Implementation of calibration methods for neural networks. Calibrators are provided as a python function that directly operates on output logits. calibrate.py
contains implementations of calibrators. Metrics and visualizing methods for confidence outputs are contained in train.py
.
Implementation of newly introduced calibrator will be updated continuously.
Train a neural network form scratch and calibrate the confidence:
python main.py --dataset <dataset> --model_type <model> --optimizer <optim>
Load already trained networks and only calibrate the confidence:
python main.py --dataset <dataset> \
--model_type <model> \
--optimizer <optim> \
--load_model <path_to_models>
Codes for models like resnet110 were copied and modified from akamaster's repository
- Histogram Binning
- Matrix Scaling
- Vector Scaling
- Temperature Scaling
- Some implementation available online make training and validation dataset to be same.

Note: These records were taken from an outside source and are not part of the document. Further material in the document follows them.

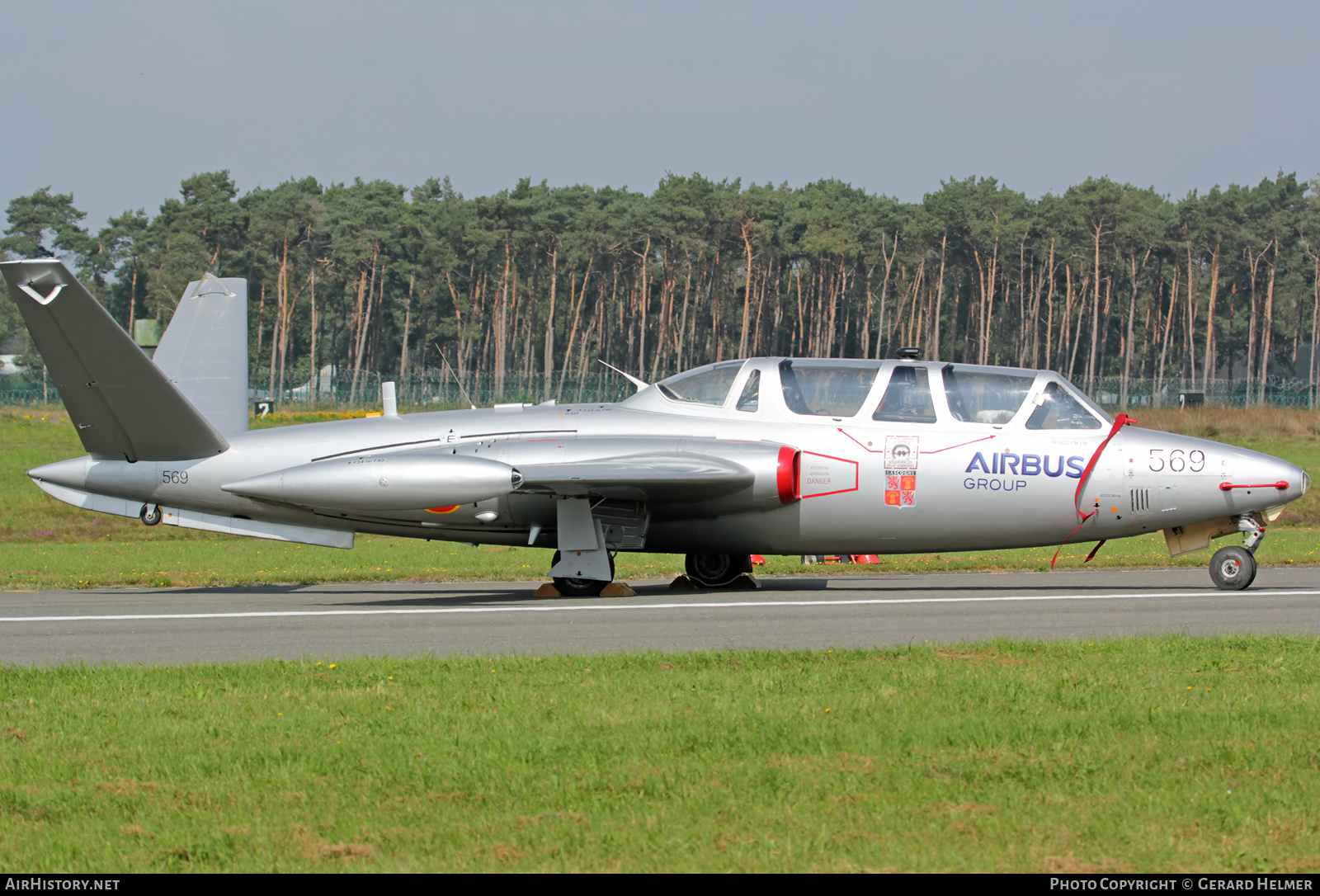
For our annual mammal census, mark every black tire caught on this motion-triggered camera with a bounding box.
[550,550,614,598]
[685,554,751,588]
[1210,545,1256,592]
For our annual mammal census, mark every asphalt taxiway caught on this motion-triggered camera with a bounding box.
[0,568,1320,665]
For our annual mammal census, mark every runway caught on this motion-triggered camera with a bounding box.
[0,568,1320,665]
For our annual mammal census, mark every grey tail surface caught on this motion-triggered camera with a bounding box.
[0,258,229,462]
[152,275,248,436]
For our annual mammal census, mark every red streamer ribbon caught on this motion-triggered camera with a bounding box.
[1049,414,1137,568]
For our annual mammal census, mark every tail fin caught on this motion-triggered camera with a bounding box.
[152,275,248,436]
[0,258,229,462]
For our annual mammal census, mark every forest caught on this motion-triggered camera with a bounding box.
[0,172,1320,407]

However, since probality output from neural networks are highly overfitted to the train dataset, calibrators failed to achieve reasonable performances in this case.

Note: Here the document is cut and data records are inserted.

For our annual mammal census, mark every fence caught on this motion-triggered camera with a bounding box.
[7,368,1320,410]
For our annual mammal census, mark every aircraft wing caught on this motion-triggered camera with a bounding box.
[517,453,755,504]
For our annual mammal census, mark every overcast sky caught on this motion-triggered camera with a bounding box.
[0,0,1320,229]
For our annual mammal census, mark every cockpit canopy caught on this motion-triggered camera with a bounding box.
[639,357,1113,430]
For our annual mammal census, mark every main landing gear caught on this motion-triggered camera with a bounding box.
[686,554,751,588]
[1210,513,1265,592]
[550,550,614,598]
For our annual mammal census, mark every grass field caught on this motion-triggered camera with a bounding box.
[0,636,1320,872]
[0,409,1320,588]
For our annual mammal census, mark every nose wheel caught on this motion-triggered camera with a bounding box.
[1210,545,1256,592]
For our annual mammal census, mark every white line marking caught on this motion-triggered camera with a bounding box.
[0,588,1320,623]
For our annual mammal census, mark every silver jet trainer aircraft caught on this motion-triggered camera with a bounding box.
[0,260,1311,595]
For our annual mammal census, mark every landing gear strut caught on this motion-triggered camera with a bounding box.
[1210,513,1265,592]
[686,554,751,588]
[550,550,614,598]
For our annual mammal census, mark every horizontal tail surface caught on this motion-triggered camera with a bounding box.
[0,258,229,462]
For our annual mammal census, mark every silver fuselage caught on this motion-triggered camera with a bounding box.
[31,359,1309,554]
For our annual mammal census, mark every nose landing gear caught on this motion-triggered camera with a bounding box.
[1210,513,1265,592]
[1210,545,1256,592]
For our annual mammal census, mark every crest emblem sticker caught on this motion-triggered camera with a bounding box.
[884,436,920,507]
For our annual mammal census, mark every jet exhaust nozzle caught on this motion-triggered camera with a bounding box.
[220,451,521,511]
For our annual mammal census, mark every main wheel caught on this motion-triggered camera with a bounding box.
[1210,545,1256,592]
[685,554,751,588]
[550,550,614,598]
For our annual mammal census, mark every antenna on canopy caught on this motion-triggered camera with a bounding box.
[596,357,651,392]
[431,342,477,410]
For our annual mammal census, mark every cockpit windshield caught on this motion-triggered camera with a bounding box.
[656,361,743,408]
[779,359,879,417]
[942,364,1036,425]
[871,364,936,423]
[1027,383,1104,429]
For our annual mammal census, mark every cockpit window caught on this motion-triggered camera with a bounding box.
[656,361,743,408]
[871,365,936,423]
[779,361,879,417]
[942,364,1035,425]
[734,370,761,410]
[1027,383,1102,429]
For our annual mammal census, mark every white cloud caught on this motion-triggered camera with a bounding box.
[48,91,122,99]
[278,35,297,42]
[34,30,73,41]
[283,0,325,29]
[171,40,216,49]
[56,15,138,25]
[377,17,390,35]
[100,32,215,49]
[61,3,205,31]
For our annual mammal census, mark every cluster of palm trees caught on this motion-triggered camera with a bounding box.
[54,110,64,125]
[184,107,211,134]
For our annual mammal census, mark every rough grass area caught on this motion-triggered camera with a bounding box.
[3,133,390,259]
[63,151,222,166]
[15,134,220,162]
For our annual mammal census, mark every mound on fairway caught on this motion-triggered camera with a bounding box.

- Histogram binning method requires user to designate adequate number of bins. This value should be carefully tuned in exploitation. Furthermore, when designing a histogram binning algorithm, users should decide how to split bins (each bin to be equally spaced or eqaully size). In our implementation we selected the former one.

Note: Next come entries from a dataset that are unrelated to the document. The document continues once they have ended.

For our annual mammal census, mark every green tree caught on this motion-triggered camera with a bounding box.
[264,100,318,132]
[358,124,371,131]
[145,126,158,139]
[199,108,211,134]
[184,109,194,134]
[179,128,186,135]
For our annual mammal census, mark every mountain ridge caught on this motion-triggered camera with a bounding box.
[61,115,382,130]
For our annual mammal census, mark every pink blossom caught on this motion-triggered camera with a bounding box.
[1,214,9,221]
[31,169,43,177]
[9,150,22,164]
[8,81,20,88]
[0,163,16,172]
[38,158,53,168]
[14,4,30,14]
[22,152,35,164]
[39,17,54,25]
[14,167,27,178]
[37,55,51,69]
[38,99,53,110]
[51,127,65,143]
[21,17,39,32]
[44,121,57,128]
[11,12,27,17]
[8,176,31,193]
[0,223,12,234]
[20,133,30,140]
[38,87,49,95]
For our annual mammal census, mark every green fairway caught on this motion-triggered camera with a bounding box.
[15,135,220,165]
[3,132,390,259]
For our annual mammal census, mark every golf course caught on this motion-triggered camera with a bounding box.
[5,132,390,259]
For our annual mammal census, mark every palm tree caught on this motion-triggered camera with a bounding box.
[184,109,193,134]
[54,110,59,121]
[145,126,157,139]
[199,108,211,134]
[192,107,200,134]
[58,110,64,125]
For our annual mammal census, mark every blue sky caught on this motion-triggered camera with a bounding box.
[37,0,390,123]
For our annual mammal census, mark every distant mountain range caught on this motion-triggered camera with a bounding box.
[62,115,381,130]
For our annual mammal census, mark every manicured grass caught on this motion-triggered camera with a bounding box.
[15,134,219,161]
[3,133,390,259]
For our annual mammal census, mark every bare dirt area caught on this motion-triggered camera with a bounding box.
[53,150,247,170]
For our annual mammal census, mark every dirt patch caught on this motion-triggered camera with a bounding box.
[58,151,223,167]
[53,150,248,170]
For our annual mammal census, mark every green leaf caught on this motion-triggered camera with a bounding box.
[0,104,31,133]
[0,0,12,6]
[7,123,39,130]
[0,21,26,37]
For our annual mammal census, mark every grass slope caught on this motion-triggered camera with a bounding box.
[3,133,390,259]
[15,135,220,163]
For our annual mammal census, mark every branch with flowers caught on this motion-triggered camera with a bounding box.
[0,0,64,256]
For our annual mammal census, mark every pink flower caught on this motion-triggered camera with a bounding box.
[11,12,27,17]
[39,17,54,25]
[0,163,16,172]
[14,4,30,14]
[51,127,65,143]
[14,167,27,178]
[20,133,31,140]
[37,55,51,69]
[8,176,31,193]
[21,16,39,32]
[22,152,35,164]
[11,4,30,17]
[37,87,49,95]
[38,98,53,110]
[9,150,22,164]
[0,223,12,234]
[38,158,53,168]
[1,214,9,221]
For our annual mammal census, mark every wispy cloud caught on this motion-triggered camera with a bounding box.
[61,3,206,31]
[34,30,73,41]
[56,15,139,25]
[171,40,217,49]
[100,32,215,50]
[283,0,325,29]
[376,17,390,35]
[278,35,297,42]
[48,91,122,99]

- Performance of temperature scaling reported in the paper seems to be achieved when LBFGS optimizer was used for temperature value. In our experiments, results fluctuated a lot even to the small changes in hyperparameters to the optimizer (learning rate, num_iterations).
- Original paper reported that Expected Calibration Error of matrix scaling methods for CIFAR100 is near 0.25. It seems that such results were also obtained when LBFGS optimizer is used in training calibrator. When SGD or Adam is used, error values reduce to 0.15.
- On Calibration of Modern Neural Networks ICML 2017